El rostro en el televisor afirmó con la cabeza.

—Sí, por lo que yo sé. Pero el jefe de Comunicaciones desea consultaros algo. ¿Hago la conexión?

—No —respondió Goniface—, ahora voy.

El televisor se apagó. Goniface pulsó un interruptor y una suave luz inundó la espaciosa habitación de una austeridad espartana.

El arcipreste se levantó rápidamente de la cama en que había estado tendido y entonces —movido por un impulso repentino— miró hacia atrás.

Inmediatamente recordó el dolor agudo que había experimentado durante el sueño.

En el centro de la cama en la que había dormido había otra huella de su sueño, una huella muy distinta.

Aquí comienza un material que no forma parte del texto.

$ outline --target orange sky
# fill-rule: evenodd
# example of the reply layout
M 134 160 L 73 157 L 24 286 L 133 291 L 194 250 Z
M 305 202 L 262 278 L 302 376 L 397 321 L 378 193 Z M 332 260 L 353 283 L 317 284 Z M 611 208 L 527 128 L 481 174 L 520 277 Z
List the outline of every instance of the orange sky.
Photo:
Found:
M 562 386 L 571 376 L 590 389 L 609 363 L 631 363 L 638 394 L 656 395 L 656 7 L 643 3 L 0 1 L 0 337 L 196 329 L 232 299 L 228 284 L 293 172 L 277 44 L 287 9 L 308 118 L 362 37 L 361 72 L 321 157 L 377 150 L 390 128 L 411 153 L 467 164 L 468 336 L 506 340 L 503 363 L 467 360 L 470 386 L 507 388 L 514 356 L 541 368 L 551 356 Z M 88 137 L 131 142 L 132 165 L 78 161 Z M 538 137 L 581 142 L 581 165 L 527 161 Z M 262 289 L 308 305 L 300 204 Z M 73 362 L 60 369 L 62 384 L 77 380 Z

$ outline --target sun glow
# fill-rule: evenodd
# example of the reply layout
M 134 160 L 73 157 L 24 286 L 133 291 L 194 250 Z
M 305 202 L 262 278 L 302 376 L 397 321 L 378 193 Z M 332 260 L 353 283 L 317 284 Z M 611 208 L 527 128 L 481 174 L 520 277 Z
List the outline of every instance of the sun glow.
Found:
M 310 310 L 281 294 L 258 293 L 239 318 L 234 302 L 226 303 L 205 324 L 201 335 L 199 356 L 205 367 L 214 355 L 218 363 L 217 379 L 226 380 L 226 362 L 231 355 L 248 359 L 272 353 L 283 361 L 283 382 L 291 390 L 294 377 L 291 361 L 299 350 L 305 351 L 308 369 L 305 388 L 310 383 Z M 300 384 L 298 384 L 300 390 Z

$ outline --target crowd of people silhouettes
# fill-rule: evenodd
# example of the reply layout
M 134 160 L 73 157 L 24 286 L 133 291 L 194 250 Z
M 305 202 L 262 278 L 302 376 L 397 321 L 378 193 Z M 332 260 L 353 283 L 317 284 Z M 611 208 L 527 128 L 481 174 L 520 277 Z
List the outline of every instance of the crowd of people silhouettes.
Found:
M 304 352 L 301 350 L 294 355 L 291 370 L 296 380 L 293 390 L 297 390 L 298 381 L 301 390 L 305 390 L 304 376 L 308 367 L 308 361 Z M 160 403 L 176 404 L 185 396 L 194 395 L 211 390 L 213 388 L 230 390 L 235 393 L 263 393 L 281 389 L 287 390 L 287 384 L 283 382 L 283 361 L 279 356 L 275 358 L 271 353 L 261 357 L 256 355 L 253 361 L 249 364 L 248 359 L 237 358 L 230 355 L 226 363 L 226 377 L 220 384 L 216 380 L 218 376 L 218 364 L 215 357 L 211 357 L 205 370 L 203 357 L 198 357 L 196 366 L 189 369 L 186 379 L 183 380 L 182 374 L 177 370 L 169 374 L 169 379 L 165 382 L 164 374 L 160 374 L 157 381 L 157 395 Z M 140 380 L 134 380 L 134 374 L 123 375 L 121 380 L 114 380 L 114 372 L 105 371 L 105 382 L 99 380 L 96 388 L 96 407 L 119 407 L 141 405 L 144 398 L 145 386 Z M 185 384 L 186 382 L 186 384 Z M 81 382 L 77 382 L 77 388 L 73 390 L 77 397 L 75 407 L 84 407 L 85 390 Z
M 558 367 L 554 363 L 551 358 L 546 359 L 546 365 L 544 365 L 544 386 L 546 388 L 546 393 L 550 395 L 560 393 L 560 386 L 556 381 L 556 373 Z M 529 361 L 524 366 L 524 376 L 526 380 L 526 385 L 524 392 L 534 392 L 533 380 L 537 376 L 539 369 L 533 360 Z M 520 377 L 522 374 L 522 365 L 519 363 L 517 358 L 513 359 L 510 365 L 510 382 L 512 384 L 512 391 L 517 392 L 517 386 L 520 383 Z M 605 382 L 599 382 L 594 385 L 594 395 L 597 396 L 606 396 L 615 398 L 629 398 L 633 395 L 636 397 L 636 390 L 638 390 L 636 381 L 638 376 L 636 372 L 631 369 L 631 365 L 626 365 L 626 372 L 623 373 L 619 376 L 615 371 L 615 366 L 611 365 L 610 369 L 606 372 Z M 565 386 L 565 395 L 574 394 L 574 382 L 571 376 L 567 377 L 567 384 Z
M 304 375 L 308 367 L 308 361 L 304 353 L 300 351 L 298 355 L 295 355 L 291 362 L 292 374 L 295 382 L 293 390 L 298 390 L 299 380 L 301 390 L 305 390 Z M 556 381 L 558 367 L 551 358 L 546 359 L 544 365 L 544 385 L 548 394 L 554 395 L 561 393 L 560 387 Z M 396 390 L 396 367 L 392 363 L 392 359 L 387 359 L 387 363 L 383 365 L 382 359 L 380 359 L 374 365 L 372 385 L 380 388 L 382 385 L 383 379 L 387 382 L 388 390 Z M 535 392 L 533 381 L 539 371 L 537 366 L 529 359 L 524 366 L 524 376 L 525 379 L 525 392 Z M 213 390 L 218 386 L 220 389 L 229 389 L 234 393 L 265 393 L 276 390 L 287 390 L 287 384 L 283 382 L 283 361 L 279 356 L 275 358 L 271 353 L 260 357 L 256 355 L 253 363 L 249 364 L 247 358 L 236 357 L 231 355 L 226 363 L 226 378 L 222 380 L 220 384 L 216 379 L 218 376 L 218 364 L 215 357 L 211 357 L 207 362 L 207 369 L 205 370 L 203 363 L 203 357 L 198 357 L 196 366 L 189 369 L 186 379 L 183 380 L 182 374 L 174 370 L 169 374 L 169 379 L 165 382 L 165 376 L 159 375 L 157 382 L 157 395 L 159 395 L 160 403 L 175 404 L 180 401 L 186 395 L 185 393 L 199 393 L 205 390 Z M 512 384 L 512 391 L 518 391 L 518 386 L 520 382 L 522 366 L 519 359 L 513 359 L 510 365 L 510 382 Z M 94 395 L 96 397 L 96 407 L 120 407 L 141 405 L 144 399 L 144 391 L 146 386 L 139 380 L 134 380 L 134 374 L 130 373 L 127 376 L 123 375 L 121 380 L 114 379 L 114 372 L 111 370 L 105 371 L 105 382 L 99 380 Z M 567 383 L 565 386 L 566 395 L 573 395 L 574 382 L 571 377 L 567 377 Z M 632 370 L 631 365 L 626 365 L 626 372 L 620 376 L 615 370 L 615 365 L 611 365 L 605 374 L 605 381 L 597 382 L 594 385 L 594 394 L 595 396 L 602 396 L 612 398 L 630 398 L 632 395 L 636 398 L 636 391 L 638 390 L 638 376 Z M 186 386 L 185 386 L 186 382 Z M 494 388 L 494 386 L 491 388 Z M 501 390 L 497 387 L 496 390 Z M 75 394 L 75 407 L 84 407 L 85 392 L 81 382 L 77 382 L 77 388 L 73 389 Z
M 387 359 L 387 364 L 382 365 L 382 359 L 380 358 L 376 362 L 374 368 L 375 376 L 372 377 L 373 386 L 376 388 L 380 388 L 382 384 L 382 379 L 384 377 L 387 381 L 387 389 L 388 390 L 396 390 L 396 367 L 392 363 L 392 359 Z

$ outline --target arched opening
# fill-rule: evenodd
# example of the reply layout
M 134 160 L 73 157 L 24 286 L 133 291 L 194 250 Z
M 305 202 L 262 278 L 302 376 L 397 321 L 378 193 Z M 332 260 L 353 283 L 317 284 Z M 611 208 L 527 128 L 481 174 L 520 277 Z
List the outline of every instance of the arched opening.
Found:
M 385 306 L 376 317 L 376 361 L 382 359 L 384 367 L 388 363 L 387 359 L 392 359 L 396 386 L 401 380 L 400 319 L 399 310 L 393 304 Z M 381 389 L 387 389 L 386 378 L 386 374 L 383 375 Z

Una pequeña mancha de sangre.

9

La segunda noche de terror había empezado, en Megatheopolis, añadiendo una terrible amenaza al silencio y a la oscuridad del toque de queda. Aquel día se habían elevado rogativas especiales al Gran Dios, tanto en la Catedral como en las diferentes capillas, para recabar protección contra las fuerzas del mal. Por todas partes se murmuraban historias de extraños fantasmas que, la noche anterior habían atacado incluso a los sacerdotes. El número de fieles que acudían a confesar sus pecados era tan elevado que los sacerdotes no daban abasto. Una multitud histérica, antes de que hubiera podido ser dispersada, había linchado a dos viejas arpías que todos conocían como brujas. Todos miraban con suspicacia a su vecino, preguntándose si no sería un aliado de Satanás. Una hora antes del toque de queda las calles estaban prácticamente desiertas.

A lo largo del laberinto de calles tortuosas, muy cerca de los tejados bajos, el Hombre Negro flotaba y planeaba encantado en aquella atmósfera de terror y ansiedad, al igual que un actor disfruta al saber que la obra en la que actúa está teniendo éxito. Por encima de la Catedral, el halo del Gran Dios brillaba con una potencia dos veces mayor que la habitual y todo el Santuario estaba brillantemente iluminado. Unas calles más abajo el rayo buscador de la patrulla de diáconos se movía incesantemente, pero en el resto todo era oscuridad.

El Hombre Negro avanzaba como un nadador en la profundidad y se propulsaba modificando la dirección e intensidad de los lápices de fuerza que rodeaban su antebrazo. El campo repulsor que generaba el vestido que ceñía su cuerpo era suficiente para contrarrestar la fuerza de la gravedad a tan escasa altura. El campo también tenía la propiedad de absorber —excepto en el lugar correspondiente a los órganos sensoriales— todas las radiaciones de energía que convergían hacia él. A su vez, dichas radiaciones energéticas aumentaban la potencia del campo.